I think I have just lost my inheritance. I know we shouldn't expect anything etc and its completely the person's choice etc and there's nothing I can do about it..
My mum's phoned to say that my dad (they divorced a long time ago) has decided not to pass on any of grandpa's inheritance to us (he recently died leaving a fair amount.) That's his choice, and mum said "oh but they'll inherit when you die so all works out." Or something like that.
We had a truly shit childhood. My dad wouldn't spend a penny on me and I was given hand me down uniform from school etc as he didn't buy the basics. He wasn't quite right after my parents divorced and I think he resented me living there. Anyway I thought he just didnt have money when I was a teenager. I never went out or did normal teen things.
It turns out he was saving/investing and now has an amazing pension, he regularly flies abroad, skiis twice a year, eats out at posh dinners etc, has very nice cars.

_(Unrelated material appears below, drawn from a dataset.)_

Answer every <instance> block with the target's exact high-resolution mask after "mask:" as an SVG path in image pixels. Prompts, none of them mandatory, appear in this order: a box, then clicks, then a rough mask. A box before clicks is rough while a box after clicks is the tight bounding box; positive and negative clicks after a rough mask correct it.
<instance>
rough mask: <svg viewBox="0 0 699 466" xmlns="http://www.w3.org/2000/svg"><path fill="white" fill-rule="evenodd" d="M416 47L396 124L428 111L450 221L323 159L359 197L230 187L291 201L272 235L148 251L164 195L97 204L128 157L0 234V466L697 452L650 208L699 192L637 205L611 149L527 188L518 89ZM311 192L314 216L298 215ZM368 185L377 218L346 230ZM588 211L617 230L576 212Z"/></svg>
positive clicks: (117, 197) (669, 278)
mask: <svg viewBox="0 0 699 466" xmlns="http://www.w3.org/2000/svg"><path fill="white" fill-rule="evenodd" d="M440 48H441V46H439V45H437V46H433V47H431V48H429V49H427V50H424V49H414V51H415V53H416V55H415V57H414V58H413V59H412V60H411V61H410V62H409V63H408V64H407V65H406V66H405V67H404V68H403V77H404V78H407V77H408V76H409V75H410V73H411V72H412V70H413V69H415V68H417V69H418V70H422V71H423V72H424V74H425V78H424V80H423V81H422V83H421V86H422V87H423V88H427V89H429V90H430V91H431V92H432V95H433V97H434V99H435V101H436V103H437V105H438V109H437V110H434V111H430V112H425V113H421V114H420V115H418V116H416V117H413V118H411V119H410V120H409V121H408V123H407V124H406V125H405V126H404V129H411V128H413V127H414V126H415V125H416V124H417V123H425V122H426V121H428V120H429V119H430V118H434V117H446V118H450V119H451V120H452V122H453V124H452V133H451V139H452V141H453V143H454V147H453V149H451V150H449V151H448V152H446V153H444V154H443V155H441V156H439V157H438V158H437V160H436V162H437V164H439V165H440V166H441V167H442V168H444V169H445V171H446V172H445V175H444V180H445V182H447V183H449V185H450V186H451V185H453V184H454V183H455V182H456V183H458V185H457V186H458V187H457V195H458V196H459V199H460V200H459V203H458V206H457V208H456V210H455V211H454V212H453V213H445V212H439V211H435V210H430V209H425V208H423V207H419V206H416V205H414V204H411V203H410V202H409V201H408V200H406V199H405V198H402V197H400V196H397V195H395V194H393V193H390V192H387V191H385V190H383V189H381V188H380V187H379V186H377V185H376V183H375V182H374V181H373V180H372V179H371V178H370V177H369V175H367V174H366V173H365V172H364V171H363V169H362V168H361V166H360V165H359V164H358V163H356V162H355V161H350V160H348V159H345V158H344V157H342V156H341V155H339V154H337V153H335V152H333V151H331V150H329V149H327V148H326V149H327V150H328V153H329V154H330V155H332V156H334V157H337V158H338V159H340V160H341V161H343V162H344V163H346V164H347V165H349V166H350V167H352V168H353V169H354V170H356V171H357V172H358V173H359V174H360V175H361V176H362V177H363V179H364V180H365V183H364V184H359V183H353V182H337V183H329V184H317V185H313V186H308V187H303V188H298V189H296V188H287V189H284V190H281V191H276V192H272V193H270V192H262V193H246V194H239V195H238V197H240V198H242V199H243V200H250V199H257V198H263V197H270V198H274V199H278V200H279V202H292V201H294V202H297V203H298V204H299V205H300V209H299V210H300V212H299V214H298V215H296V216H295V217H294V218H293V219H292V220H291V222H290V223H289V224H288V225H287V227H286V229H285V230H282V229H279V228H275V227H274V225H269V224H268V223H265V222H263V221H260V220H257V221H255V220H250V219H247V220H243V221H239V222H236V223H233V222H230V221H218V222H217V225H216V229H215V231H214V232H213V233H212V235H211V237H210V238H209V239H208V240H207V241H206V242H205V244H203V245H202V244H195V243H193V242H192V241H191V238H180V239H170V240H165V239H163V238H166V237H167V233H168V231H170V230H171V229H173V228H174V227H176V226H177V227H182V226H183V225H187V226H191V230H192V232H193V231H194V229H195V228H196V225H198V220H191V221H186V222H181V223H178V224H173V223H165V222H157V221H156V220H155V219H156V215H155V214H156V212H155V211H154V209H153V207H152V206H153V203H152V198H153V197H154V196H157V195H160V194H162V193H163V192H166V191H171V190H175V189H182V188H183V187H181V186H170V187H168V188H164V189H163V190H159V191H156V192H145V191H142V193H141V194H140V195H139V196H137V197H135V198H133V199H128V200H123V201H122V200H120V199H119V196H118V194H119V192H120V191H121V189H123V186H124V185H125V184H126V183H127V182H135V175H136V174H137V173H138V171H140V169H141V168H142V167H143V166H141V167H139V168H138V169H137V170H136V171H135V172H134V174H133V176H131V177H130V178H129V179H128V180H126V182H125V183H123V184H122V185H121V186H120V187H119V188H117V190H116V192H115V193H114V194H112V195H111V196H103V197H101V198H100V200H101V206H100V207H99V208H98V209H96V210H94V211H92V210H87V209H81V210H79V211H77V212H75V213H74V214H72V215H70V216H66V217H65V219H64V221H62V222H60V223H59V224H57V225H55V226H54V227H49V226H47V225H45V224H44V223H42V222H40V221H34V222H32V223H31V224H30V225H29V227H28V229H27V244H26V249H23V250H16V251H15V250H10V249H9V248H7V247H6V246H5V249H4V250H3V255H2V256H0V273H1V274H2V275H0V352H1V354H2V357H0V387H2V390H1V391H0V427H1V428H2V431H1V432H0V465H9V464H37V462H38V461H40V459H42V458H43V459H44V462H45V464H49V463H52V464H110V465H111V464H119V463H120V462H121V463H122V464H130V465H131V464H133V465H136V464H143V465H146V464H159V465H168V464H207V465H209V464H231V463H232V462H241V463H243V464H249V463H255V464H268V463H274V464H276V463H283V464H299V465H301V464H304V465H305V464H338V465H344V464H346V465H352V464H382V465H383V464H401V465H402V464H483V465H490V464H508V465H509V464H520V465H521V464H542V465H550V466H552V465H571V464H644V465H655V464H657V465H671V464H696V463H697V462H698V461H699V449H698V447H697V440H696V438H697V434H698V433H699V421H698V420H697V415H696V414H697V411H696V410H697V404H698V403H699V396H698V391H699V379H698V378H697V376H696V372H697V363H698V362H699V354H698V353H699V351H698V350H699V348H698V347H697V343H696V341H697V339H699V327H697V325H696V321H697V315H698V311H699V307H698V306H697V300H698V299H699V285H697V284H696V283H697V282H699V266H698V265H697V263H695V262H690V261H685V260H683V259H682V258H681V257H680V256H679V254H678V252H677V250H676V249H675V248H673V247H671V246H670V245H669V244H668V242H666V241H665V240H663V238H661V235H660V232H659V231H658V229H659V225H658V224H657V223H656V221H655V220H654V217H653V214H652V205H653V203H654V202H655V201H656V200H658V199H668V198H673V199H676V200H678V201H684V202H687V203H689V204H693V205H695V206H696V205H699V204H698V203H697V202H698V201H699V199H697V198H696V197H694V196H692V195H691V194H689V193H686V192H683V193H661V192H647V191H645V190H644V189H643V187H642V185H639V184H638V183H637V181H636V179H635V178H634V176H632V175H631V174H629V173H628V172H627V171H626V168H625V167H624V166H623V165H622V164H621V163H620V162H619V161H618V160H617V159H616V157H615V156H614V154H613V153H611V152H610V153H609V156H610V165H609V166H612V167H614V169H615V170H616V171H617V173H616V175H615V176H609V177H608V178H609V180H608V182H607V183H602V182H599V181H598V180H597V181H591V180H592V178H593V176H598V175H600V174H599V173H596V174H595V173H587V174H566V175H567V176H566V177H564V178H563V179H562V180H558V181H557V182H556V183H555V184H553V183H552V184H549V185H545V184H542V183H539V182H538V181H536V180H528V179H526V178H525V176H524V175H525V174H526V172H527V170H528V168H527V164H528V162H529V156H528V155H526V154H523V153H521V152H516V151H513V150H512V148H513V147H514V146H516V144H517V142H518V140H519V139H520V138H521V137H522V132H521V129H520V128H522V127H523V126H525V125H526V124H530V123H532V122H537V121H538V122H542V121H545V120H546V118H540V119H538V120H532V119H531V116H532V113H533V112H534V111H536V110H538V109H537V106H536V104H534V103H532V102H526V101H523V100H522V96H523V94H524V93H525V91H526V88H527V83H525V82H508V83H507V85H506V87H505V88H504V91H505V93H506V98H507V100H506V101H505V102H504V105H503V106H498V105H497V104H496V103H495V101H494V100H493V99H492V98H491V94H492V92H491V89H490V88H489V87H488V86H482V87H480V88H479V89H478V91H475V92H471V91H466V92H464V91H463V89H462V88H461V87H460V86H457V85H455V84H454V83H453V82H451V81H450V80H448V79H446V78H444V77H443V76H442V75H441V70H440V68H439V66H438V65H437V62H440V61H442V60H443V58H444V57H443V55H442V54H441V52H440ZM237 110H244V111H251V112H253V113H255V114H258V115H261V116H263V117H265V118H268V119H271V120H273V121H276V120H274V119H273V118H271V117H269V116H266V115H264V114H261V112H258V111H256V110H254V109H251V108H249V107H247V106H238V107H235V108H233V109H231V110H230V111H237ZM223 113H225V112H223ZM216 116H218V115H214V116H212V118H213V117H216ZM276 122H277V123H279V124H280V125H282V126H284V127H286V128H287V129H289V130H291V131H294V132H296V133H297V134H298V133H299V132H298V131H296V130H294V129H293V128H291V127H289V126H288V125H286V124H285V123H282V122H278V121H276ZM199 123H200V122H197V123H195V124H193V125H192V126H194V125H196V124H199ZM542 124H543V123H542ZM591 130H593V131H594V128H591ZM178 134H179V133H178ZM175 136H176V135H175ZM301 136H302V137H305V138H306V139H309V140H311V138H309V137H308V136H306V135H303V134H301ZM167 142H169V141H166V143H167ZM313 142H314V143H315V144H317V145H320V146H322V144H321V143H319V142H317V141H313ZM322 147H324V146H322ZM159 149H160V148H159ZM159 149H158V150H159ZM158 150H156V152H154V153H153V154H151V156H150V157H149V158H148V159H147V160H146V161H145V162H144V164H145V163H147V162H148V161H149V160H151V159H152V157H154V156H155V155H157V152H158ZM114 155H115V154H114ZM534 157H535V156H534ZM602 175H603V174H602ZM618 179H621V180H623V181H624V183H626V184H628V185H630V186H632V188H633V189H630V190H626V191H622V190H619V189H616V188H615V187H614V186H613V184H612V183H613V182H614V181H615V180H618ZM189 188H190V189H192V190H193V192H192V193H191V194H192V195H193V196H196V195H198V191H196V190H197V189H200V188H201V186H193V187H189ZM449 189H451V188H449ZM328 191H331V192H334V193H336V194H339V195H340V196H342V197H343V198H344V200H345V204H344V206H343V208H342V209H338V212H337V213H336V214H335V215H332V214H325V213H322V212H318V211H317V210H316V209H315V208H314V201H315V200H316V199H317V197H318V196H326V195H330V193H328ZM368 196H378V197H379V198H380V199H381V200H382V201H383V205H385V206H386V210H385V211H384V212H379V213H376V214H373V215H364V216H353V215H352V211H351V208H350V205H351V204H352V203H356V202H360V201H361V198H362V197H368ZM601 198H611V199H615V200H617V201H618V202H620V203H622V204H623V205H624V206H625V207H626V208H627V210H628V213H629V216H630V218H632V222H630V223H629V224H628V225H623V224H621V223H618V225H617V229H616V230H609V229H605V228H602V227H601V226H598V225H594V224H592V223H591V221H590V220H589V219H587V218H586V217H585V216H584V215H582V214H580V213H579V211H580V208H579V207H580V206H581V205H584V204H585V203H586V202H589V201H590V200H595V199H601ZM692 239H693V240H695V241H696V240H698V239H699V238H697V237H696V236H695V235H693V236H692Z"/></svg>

Such is life.
He has remarried recently and I was led to believe his house would be shared between my sister and myself if he died, and her house between her 2 children.
Mum says his plan is he thinks he will go first and will leave it all to his new wife ("she has standards of living to maintain") and then when she goes it will be split 4 ways. Well. That's never going to happen is it?! We hardly know her, she isn't going to leave 1/4 of her will to us...
I think he probably thinks it will all work out and mean she is kept in her wealth and rental income etc while she is alive..... but it wont will it?
My mum is living on benefits in council housing... and my sister and I are okay but below average earners. Its a real kick in the teeth as he wasnt a great dad but I did kind of think well at least he will leave us money.... that isn't going to happen is it?!